“I due pakistani erano i responsabili dei passeggeri, ma erano anche loro passeggeri”.
Lo ha detto Gun Ufuk, il cittadino turco condannato a 20 anni di reclusione per il naufragio del 26 febbraio 2023 nel procedimento con rito abbreviato, nel corso del processo con rito ordinario davanti al Tribunale di Crotone.
Ufuk è stato sentito come testimone della difesa di Sami Fuat, turco di 51 anni, uno dei tre imputati, gli altri sono Khalid Arslan (26), e Hasab Hussain (23) entrambi pakistani.
L’udienza è iniziata con la richiesta avanzata dell’avvocato Teresa Palladini al collegio penale presieduto dal giudice Edoardo D’Ambrosio di perizia psichiatrica per Fuat. “Non riesco a fargli comprendere il rischio che sta correndo – ha detto il legale -. Ho chiesto se vuole dare spontanee dichiarazione e mi ha detto che ballerebbe”. Il Tribunale, però, anche in base all’opposizione del pm, Pasquale Festa, ha rigettato la richiesta per “assoluta carenza di documentazione medica”. Lungo e difficile, per la difficoltà di traduzione, l’interrogatorio di Gun Ufuk che, come aveva confessato durante il processo abbreviato, ha ribadito di essere stato a bordo della Summer Love come meccanico per non pagare il viaggio. “Ho conosciuto Sami Fuat – ha detto – sulla Summer Love quando siamo partiti da Izmir per andare in soccorso della prima imbarcazione in avaria dove c’erano gli altri migranti”. Ufuk ha escluso Fuat fosse uno degli scafisti:”stava seduto dietro senza fare nulla e non parlava con i passeggeri perché non comprendeva la loro lingua.
Non ha mai dato ordini ad alcuno, parlava solo con noi. Mi ha raccontato di essere uno scrittore e che voleva andare in Francia dal fratello”. Ufuk ha anche spiegato di aver saputo da uno dei trafficanti che Fuat aveva pagato il viaggio.
Il pm Festa ha invece chiesto a Gun Ufuk chiarimenti sulla posizione dei due pakistani. “La barca la guidavano Mohamed Abdessalem (già condannato a 20 anni) e Guler Bayram (deceduto a Steccato di Cutro) che si alternavano.
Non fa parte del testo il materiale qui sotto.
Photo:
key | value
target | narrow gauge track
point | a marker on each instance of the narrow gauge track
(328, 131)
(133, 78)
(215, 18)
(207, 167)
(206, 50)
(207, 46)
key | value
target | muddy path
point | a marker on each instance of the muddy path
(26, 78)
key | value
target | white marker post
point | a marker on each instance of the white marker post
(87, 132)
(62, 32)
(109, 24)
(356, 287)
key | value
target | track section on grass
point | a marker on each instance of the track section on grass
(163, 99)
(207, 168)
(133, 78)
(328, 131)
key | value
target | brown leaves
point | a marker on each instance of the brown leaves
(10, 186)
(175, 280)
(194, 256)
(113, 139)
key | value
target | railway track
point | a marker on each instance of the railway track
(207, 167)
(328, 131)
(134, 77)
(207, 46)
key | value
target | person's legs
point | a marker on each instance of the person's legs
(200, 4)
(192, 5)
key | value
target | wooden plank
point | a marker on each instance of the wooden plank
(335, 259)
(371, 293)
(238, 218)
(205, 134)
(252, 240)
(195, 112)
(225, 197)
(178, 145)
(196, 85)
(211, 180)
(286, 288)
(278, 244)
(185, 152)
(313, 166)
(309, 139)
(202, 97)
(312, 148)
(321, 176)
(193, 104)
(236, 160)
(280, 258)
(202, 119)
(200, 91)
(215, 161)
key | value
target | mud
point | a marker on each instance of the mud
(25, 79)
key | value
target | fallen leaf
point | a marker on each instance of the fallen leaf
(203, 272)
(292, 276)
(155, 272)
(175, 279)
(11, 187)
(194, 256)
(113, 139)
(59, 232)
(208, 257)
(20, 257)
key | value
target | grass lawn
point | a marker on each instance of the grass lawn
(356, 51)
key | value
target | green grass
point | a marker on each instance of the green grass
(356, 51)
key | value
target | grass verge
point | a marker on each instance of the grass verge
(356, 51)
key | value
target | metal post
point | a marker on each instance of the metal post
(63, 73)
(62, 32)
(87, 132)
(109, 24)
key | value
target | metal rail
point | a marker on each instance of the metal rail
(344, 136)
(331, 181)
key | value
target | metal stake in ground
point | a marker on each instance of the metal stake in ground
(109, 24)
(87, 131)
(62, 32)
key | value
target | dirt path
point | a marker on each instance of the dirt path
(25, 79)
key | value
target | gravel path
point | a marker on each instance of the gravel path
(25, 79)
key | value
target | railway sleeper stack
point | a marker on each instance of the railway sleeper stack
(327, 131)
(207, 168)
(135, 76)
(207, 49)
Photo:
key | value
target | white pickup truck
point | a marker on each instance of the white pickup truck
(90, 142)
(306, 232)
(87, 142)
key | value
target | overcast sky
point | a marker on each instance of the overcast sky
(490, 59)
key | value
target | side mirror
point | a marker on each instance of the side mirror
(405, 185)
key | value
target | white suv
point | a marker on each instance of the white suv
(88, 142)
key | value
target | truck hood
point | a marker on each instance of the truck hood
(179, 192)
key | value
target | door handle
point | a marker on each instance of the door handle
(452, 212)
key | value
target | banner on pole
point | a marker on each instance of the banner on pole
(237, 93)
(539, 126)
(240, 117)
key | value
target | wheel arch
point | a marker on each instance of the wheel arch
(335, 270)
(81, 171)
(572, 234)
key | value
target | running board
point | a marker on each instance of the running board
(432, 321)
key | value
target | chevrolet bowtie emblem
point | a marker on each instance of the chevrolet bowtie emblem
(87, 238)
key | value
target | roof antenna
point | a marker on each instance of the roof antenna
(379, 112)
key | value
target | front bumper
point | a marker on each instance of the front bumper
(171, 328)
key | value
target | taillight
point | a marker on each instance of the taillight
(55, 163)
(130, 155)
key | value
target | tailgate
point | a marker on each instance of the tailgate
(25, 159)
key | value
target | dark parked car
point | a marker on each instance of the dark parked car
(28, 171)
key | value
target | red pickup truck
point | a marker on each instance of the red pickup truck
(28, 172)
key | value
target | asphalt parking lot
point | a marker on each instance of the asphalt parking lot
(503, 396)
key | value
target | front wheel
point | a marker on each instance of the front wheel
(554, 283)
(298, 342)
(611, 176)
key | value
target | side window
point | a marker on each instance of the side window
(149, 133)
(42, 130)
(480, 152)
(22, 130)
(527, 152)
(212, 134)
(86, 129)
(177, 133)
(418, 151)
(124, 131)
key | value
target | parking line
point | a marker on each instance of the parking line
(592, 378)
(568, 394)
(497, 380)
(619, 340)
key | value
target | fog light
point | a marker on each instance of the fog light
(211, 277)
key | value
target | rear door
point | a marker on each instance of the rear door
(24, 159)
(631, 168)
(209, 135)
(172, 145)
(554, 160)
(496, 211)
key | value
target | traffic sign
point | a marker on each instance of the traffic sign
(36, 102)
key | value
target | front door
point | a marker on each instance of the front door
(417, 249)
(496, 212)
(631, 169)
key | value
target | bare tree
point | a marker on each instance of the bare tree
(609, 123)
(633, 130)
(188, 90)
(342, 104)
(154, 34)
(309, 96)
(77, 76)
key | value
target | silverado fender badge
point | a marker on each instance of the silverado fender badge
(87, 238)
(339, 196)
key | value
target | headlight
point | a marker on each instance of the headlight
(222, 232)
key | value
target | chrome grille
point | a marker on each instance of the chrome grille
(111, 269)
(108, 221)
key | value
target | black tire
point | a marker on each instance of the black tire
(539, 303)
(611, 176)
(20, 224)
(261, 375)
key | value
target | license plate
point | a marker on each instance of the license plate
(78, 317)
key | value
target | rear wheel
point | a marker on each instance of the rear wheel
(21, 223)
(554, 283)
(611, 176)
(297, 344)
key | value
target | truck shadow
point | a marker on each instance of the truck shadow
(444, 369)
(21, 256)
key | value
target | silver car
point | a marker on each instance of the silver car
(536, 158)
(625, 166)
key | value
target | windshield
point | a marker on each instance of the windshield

I due erano responsabili dei passeggeri. Parlavano con loro se volevano qualcosa, se volevano salire in coperta. Hanno guidato la barca”.
L’affermazione ha causato la contestazione da parte di Khalid Arslan – che in carcere ha imparato l’italiano – il quale prima ha urlato: “lui è responsabile di aver ucciso 100 persone, io non sono scappato come ha fatto lui” e poi ha aggiunto: “in carcere ho litigato con lui”. Rispondendo a domande dell’avvocato Salvatore Perri, difensore di Arslan e Hasab Hussain, il testimone ha affermato: “Arslan parlava turco e faceva da interprete con noi. Bayram e Mohamed davano ordini ai pakistani di chiedere ai passeggeri se c’era qualcuno che aveva voglia di salire in coperta o aveva bisogno di qualcosa”. Il prossimo 6 novembre è stata fissata l’udienza per le conclusioni con le richieste di condanna del pubblico ministero.